Du reste, les relations n'ont jamais été très chaleureuses entre Hollande et Schröder. Interrogé pour savoir s'il allait rencontrer François Hollande à l'occasion de son séjour parisien de décembre 2011, l'ex-chancelier allemand répondait alors au Figaro : «Non, et je n'ai pas prévu de le faire. En tant que premier secrétaire du Parti socialiste, François Hollande a travaillé très étroitement avec Oskar Lafontaine (rival de Gerhard Schröder au SPD, qu'il quittera en 2005 pour fonder Die Linke, un parti «antilibéral», NDLR). Pas avec moi. C'est pourquoi il n'existe pas de relation entre nous.» Dans cet entretien, Gerhard Schröder se montrait bien plus ouvert vis-à-vis de Nicolas Sarkozy. Manifestement, Hollande a passé l'éponge. Le voilà prêt à vanter la politique qu'il critiquait naguère, à faire l'éloge d'un Schröder de plus en plus critiqué au sein du SPD.

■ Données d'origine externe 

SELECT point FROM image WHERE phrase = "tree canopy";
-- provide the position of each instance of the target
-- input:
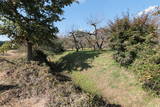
(31, 21)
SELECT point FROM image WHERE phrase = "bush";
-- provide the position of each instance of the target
(128, 36)
(5, 47)
(40, 56)
(147, 66)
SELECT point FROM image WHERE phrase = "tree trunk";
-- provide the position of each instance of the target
(29, 51)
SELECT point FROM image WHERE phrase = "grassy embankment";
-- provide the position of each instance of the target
(96, 72)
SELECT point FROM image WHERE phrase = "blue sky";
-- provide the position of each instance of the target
(78, 14)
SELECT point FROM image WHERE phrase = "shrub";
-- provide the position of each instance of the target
(147, 66)
(5, 47)
(128, 36)
(40, 56)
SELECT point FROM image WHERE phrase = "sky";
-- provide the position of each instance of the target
(77, 15)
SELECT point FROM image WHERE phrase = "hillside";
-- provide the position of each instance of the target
(33, 84)
(96, 72)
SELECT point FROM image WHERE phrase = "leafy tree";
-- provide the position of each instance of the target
(31, 21)
(127, 37)
(5, 47)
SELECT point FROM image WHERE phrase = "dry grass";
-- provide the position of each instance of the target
(105, 77)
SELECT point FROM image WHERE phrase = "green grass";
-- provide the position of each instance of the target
(96, 72)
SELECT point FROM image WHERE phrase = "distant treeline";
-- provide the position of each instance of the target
(1, 43)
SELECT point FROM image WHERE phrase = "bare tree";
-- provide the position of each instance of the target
(99, 36)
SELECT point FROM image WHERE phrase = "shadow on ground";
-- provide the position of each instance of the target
(7, 87)
(75, 61)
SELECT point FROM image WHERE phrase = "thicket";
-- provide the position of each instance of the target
(135, 43)
(5, 47)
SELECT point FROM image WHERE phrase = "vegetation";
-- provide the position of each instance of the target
(135, 43)
(31, 22)
(5, 47)
(101, 75)
(119, 63)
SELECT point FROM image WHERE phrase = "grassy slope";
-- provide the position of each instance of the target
(96, 72)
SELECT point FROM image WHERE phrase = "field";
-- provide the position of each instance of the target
(96, 72)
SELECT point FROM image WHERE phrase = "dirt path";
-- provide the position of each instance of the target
(114, 83)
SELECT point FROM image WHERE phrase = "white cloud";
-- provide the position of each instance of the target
(149, 10)
(81, 1)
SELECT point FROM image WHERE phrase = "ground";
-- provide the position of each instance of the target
(97, 73)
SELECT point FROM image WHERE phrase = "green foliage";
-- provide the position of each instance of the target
(5, 47)
(1, 43)
(127, 37)
(55, 46)
(31, 20)
(147, 66)
(40, 56)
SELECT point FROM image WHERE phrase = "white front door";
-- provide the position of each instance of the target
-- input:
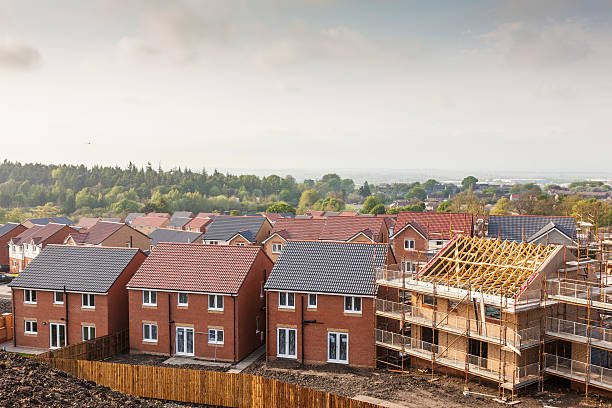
(184, 341)
(58, 335)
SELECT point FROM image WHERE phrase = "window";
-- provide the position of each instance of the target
(286, 343)
(215, 336)
(312, 300)
(29, 296)
(337, 347)
(286, 300)
(89, 333)
(352, 304)
(149, 332)
(88, 301)
(215, 302)
(31, 327)
(429, 300)
(183, 299)
(149, 298)
(493, 312)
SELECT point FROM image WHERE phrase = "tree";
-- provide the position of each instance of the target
(503, 207)
(364, 190)
(369, 203)
(378, 209)
(280, 207)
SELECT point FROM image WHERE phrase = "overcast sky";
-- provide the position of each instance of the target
(485, 85)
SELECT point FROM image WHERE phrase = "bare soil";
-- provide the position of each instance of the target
(154, 360)
(415, 389)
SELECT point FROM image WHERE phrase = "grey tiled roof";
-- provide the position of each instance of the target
(224, 228)
(6, 228)
(168, 235)
(79, 268)
(526, 227)
(327, 267)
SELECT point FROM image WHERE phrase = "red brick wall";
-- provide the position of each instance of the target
(4, 240)
(331, 317)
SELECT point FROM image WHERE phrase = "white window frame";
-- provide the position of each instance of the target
(149, 339)
(285, 352)
(338, 335)
(411, 244)
(31, 323)
(178, 299)
(215, 305)
(352, 304)
(316, 301)
(149, 302)
(28, 295)
(88, 329)
(91, 301)
(286, 296)
(215, 333)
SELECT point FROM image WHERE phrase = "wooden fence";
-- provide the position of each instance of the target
(191, 386)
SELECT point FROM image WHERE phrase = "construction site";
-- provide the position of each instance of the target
(509, 313)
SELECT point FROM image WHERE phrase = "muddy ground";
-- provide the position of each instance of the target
(415, 390)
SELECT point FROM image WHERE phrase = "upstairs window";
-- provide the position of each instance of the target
(286, 300)
(352, 304)
(149, 298)
(215, 302)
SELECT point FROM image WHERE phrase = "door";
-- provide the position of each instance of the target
(337, 347)
(58, 335)
(184, 341)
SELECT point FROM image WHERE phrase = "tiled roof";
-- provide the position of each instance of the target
(96, 234)
(196, 268)
(132, 216)
(6, 228)
(345, 228)
(299, 229)
(39, 233)
(437, 225)
(169, 235)
(152, 221)
(225, 227)
(327, 267)
(79, 268)
(179, 222)
(526, 227)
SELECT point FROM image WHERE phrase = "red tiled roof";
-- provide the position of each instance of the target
(195, 267)
(345, 228)
(198, 222)
(96, 234)
(39, 233)
(299, 229)
(153, 221)
(437, 225)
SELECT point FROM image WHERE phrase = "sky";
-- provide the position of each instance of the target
(517, 85)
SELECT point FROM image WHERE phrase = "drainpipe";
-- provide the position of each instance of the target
(234, 302)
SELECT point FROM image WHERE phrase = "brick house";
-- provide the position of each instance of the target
(418, 236)
(237, 230)
(199, 300)
(113, 234)
(69, 294)
(8, 231)
(24, 247)
(320, 302)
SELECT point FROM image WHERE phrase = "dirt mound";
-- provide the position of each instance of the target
(24, 382)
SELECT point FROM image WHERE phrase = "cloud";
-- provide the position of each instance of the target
(15, 54)
(533, 44)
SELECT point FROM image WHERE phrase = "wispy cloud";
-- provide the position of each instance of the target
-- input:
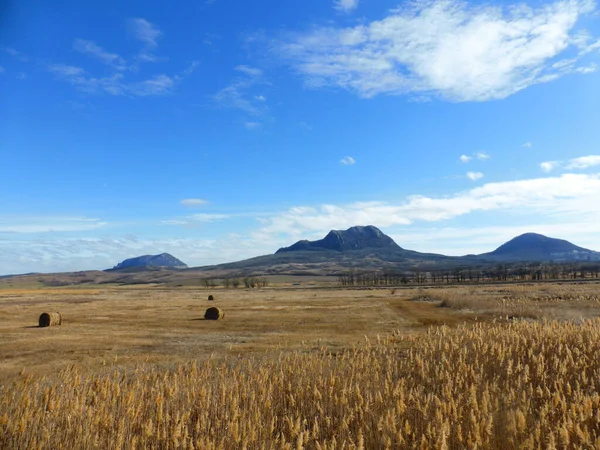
(122, 82)
(570, 195)
(238, 94)
(250, 125)
(474, 175)
(449, 49)
(81, 80)
(116, 84)
(481, 156)
(145, 31)
(157, 85)
(549, 166)
(48, 224)
(195, 220)
(193, 202)
(15, 54)
(345, 5)
(583, 162)
(91, 48)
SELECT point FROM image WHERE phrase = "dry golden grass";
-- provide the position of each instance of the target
(525, 385)
(285, 369)
(166, 326)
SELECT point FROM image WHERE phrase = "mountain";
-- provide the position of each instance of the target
(355, 238)
(537, 247)
(357, 248)
(151, 261)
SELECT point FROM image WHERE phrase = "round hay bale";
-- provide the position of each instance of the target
(50, 319)
(214, 314)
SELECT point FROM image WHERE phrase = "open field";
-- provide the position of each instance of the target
(166, 325)
(495, 366)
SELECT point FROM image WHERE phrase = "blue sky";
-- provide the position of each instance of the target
(220, 130)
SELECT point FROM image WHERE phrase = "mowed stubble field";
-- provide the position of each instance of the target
(127, 326)
(497, 366)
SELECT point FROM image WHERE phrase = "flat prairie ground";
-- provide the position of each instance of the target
(108, 327)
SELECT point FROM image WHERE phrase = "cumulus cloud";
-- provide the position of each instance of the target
(48, 224)
(238, 94)
(449, 49)
(474, 175)
(345, 5)
(89, 47)
(74, 254)
(116, 84)
(569, 194)
(145, 31)
(583, 162)
(549, 166)
(121, 82)
(194, 202)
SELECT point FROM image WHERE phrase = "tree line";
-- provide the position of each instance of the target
(235, 283)
(500, 272)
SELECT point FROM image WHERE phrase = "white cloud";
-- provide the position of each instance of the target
(157, 85)
(250, 71)
(89, 47)
(238, 95)
(345, 5)
(116, 84)
(195, 220)
(572, 195)
(583, 162)
(20, 56)
(447, 49)
(48, 224)
(462, 241)
(474, 175)
(194, 202)
(85, 82)
(549, 166)
(145, 31)
(252, 125)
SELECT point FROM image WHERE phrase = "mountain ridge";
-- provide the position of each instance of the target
(162, 260)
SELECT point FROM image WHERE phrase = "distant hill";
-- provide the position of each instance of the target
(151, 261)
(355, 238)
(359, 247)
(537, 247)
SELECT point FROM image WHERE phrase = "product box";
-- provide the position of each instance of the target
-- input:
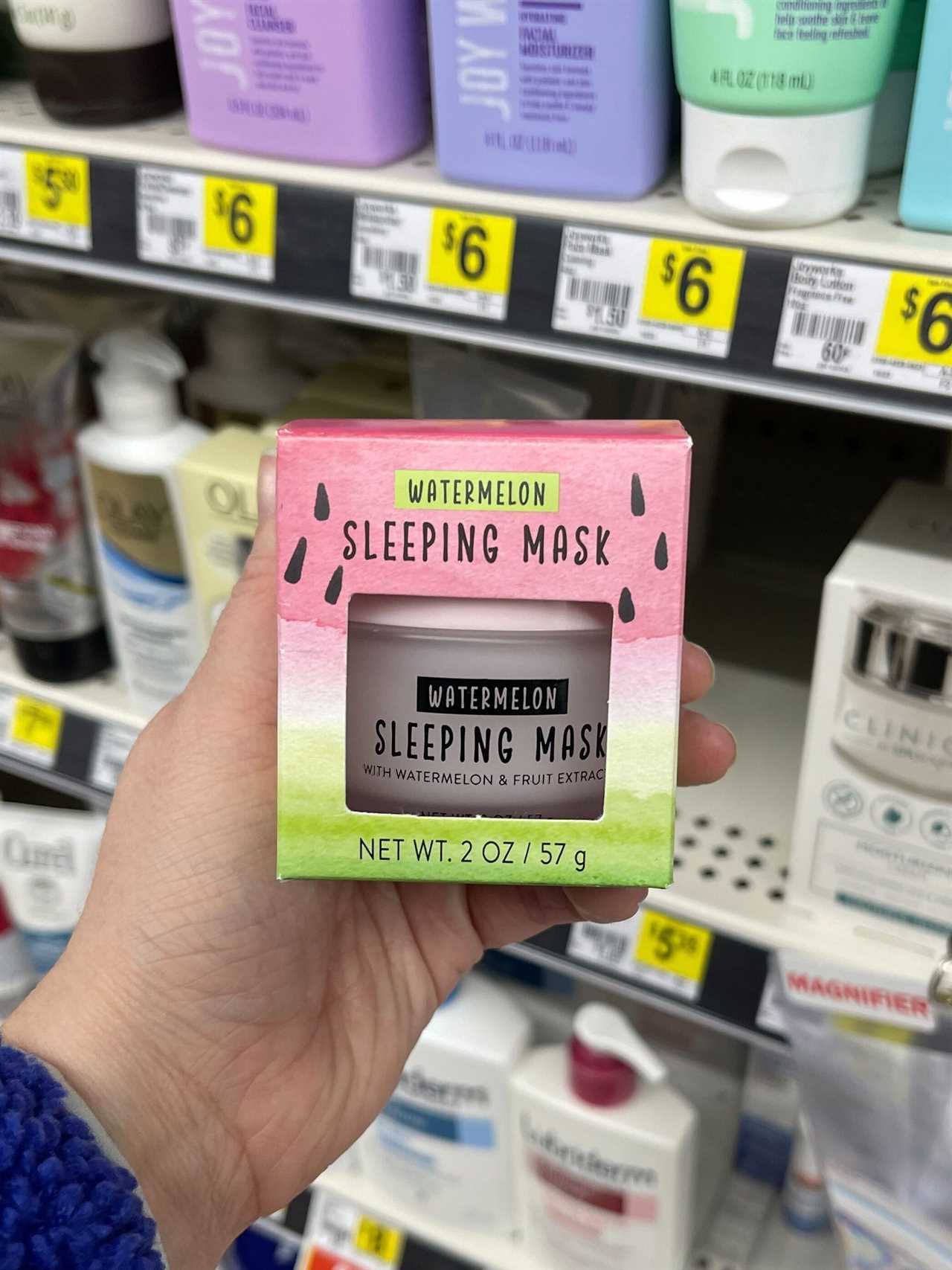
(480, 639)
(217, 490)
(874, 827)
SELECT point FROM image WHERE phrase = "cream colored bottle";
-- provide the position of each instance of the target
(605, 1152)
(127, 461)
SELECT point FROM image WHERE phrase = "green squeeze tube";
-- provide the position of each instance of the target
(779, 104)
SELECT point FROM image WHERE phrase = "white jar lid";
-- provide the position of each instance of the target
(506, 616)
(774, 172)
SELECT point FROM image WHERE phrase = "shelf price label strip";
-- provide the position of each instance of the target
(442, 258)
(45, 199)
(341, 1236)
(52, 740)
(857, 321)
(211, 224)
(631, 289)
(652, 949)
(30, 728)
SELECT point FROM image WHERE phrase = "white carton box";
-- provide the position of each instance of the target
(872, 836)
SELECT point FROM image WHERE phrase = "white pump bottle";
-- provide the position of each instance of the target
(605, 1151)
(127, 460)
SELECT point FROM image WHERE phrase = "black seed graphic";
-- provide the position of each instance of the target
(662, 551)
(333, 594)
(321, 504)
(637, 497)
(296, 563)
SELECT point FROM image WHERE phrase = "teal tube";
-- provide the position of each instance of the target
(926, 202)
(894, 107)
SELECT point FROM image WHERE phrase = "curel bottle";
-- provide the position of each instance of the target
(569, 98)
(306, 79)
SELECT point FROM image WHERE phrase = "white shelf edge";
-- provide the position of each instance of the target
(874, 238)
(779, 1248)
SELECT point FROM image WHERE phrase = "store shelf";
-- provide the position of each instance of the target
(73, 737)
(432, 1246)
(731, 853)
(311, 264)
(731, 858)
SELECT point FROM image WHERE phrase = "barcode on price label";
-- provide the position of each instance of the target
(648, 291)
(603, 295)
(857, 321)
(10, 210)
(30, 728)
(337, 1228)
(212, 224)
(393, 262)
(46, 197)
(607, 946)
(173, 226)
(842, 330)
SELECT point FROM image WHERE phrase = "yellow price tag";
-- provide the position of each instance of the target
(693, 283)
(240, 217)
(673, 946)
(57, 188)
(36, 723)
(472, 251)
(379, 1241)
(917, 321)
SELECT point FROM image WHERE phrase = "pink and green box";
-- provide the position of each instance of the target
(575, 512)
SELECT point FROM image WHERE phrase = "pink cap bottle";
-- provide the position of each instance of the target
(605, 1057)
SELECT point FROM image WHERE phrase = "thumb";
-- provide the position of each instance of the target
(242, 664)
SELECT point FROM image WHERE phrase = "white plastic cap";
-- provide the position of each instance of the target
(136, 390)
(607, 1031)
(774, 172)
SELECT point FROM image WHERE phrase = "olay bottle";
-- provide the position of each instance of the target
(48, 587)
(98, 62)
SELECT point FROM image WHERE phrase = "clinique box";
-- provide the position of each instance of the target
(872, 836)
(480, 639)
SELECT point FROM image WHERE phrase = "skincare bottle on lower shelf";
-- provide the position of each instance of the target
(605, 1151)
(127, 472)
(442, 1144)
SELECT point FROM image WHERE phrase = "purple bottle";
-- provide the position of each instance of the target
(562, 95)
(321, 80)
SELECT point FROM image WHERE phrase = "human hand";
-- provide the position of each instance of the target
(237, 1034)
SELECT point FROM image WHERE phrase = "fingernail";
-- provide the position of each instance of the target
(707, 657)
(267, 485)
(734, 741)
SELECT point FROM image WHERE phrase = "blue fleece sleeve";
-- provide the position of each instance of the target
(65, 1205)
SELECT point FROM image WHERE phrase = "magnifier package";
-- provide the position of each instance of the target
(480, 641)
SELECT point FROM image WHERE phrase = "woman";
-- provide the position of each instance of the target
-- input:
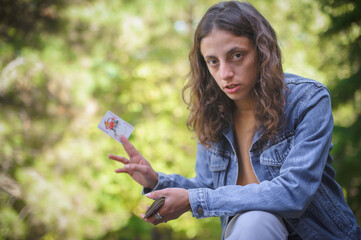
(263, 162)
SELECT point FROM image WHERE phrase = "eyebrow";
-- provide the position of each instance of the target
(229, 52)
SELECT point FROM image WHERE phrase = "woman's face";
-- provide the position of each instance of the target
(232, 62)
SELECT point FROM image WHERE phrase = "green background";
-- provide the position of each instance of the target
(64, 63)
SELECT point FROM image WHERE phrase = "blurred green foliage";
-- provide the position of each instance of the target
(63, 64)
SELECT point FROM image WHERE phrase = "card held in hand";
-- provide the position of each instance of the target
(114, 126)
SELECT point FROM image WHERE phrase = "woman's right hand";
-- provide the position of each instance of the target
(137, 167)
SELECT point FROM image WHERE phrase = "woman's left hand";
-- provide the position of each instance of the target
(176, 203)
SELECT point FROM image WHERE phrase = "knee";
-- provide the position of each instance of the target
(256, 225)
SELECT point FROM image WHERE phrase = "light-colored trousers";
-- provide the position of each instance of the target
(256, 225)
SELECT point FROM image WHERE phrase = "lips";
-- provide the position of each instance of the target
(232, 88)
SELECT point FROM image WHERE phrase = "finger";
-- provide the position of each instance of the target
(128, 147)
(123, 170)
(153, 220)
(136, 168)
(118, 158)
(157, 194)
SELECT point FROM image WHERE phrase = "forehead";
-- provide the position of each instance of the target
(219, 42)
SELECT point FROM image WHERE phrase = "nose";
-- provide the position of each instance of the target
(226, 72)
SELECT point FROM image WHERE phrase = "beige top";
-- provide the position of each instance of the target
(245, 128)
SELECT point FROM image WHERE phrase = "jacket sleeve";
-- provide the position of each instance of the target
(289, 193)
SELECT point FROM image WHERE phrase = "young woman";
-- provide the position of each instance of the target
(263, 164)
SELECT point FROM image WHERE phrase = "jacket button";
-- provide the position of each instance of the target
(200, 211)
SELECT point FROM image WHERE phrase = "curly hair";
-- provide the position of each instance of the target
(210, 109)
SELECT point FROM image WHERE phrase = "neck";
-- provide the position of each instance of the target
(245, 105)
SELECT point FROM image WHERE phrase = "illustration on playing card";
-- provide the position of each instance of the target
(114, 126)
(111, 123)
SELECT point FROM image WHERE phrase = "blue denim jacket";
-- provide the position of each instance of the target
(296, 180)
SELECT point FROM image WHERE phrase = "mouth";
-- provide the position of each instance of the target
(232, 88)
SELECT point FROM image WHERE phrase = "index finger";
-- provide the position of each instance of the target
(128, 147)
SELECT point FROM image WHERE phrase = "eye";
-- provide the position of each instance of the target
(212, 62)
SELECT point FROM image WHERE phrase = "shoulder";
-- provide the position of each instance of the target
(300, 89)
(293, 82)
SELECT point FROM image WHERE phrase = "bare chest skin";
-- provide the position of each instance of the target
(245, 128)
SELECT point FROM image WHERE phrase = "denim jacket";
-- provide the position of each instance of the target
(296, 180)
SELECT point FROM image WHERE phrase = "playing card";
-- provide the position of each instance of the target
(114, 126)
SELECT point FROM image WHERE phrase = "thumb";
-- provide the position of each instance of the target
(156, 194)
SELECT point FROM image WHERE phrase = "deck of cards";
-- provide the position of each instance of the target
(114, 126)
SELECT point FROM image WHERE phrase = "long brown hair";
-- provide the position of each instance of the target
(210, 109)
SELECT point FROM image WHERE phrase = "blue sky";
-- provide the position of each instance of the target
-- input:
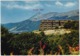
(16, 11)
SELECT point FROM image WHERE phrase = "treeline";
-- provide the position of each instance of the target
(30, 43)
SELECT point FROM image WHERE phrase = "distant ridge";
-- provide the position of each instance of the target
(34, 22)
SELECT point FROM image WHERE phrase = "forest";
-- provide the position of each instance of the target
(29, 43)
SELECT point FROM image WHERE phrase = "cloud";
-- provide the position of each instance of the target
(70, 4)
(13, 5)
(58, 3)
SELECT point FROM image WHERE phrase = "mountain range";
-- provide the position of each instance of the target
(33, 23)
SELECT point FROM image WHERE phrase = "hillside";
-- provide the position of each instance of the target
(33, 23)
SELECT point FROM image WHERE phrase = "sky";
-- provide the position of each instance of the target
(19, 10)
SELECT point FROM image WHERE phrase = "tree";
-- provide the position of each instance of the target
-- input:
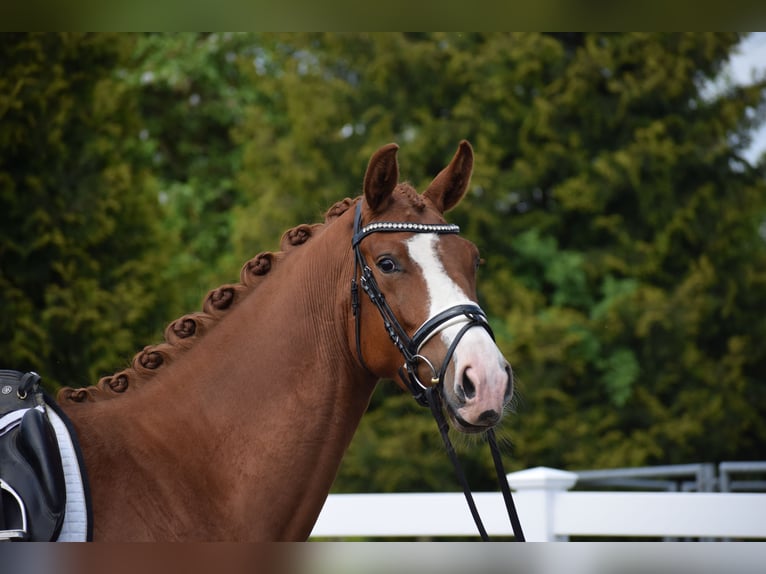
(81, 247)
(619, 223)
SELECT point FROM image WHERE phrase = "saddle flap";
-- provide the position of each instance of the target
(38, 443)
(30, 464)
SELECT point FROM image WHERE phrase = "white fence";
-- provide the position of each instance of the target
(548, 512)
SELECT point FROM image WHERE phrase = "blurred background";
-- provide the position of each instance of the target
(618, 199)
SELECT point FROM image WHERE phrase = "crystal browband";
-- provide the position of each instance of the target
(392, 226)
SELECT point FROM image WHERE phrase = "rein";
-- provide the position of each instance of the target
(426, 395)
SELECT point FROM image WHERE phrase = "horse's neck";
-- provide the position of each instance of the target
(252, 422)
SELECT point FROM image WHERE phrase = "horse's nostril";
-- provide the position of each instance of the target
(469, 389)
(489, 417)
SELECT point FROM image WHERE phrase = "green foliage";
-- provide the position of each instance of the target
(80, 248)
(623, 232)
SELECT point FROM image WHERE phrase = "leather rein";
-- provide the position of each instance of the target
(426, 395)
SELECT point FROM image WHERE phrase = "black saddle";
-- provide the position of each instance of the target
(32, 485)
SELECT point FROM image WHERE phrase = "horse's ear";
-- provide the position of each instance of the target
(448, 188)
(381, 177)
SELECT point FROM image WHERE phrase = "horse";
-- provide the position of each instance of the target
(234, 427)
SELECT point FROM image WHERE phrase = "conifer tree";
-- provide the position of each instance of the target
(80, 245)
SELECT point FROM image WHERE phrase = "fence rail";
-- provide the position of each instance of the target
(550, 511)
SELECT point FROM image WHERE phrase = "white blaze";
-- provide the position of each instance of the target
(476, 355)
(444, 293)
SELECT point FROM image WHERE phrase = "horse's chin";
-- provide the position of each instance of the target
(463, 426)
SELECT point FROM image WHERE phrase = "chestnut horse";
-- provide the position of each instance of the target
(235, 426)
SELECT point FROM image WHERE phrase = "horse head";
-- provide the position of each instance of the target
(420, 278)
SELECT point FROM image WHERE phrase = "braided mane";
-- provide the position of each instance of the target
(185, 331)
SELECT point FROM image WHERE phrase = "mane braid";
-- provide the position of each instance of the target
(184, 332)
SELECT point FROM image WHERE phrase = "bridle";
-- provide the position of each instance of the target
(469, 315)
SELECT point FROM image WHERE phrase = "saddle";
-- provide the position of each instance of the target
(33, 487)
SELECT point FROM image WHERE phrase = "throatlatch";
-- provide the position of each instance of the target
(426, 395)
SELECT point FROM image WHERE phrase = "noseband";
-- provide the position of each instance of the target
(469, 314)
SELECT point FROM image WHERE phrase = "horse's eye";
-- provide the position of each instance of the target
(387, 265)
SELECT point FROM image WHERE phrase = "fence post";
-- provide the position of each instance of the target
(536, 490)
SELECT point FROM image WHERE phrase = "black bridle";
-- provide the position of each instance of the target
(426, 395)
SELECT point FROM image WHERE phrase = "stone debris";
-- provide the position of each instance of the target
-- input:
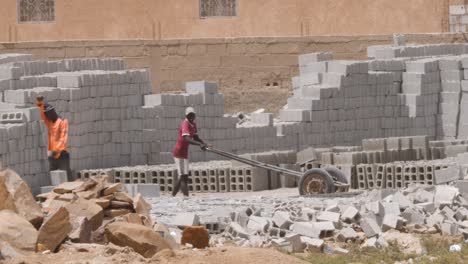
(387, 111)
(67, 215)
(16, 231)
(54, 230)
(197, 236)
(142, 239)
(265, 221)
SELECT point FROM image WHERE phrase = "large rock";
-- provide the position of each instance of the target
(87, 185)
(81, 230)
(123, 197)
(142, 239)
(101, 184)
(142, 207)
(17, 231)
(55, 229)
(88, 209)
(166, 234)
(23, 199)
(7, 251)
(196, 236)
(68, 187)
(6, 201)
(112, 189)
(116, 212)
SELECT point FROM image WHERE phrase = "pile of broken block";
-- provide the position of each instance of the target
(91, 211)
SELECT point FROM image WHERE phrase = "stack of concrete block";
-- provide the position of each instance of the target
(386, 52)
(204, 177)
(402, 174)
(23, 147)
(421, 86)
(458, 19)
(448, 148)
(451, 75)
(296, 225)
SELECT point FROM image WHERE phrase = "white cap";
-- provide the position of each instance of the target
(189, 110)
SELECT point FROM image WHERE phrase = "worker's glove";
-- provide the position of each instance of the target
(40, 101)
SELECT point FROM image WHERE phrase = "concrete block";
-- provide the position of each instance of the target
(313, 244)
(306, 229)
(347, 234)
(47, 189)
(295, 115)
(351, 214)
(258, 224)
(236, 231)
(445, 194)
(370, 227)
(403, 201)
(413, 216)
(58, 177)
(295, 242)
(201, 87)
(306, 59)
(147, 190)
(446, 175)
(265, 119)
(391, 221)
(449, 229)
(186, 219)
(329, 216)
(282, 220)
(12, 117)
(376, 144)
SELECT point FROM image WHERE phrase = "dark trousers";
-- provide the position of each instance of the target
(62, 163)
(182, 184)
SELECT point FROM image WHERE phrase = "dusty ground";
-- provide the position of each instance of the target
(112, 254)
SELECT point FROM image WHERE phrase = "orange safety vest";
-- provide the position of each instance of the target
(57, 134)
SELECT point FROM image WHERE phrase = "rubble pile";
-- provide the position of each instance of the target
(91, 211)
(295, 224)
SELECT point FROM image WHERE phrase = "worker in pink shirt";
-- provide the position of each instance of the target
(187, 136)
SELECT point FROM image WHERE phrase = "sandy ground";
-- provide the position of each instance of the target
(113, 254)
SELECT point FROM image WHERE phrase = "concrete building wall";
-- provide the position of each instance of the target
(178, 19)
(251, 72)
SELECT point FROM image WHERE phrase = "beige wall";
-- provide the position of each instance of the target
(242, 66)
(177, 19)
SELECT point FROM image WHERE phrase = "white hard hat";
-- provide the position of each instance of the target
(189, 110)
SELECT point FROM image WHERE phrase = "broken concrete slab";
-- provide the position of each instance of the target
(81, 230)
(54, 230)
(21, 195)
(67, 187)
(115, 187)
(17, 231)
(186, 219)
(88, 209)
(445, 195)
(351, 214)
(391, 221)
(236, 230)
(257, 223)
(370, 227)
(313, 244)
(281, 219)
(142, 207)
(142, 239)
(347, 234)
(197, 236)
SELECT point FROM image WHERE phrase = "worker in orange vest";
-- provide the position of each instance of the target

Rue de Solferino, on veille à ne pas donner trop d'importance à l'éloge de Schröder. «Discours offensif et résolument européen de François Hollande à Leipzig, salué par une standing ovation de nos camarades allemands !», écrit sur Twitter le premier secrétaire Harlem Désir, présent en Allemagne. Il fut pourtant très critique vis-à-vis de l'ex-chancelier. «Ce n'est pas vraiment un éloge sur Schröder, c'est un éloge sur la capacité à réformer et à mettre le pays au travail», tempère-t-on à la direction du parti. Décidément très optimiste, ce représentant de la direction ajoute : «Pour nous, les positions de Hollande sont un élément de cohésion du parti. Le cap est ferme et il y aura un effet centrifuge. Sans compter que cela va affaiblir la gauche du parti, notamment Hamon, qui ne pourra pas se positionner contre le président.» Il n'y a plus qu'à attendre.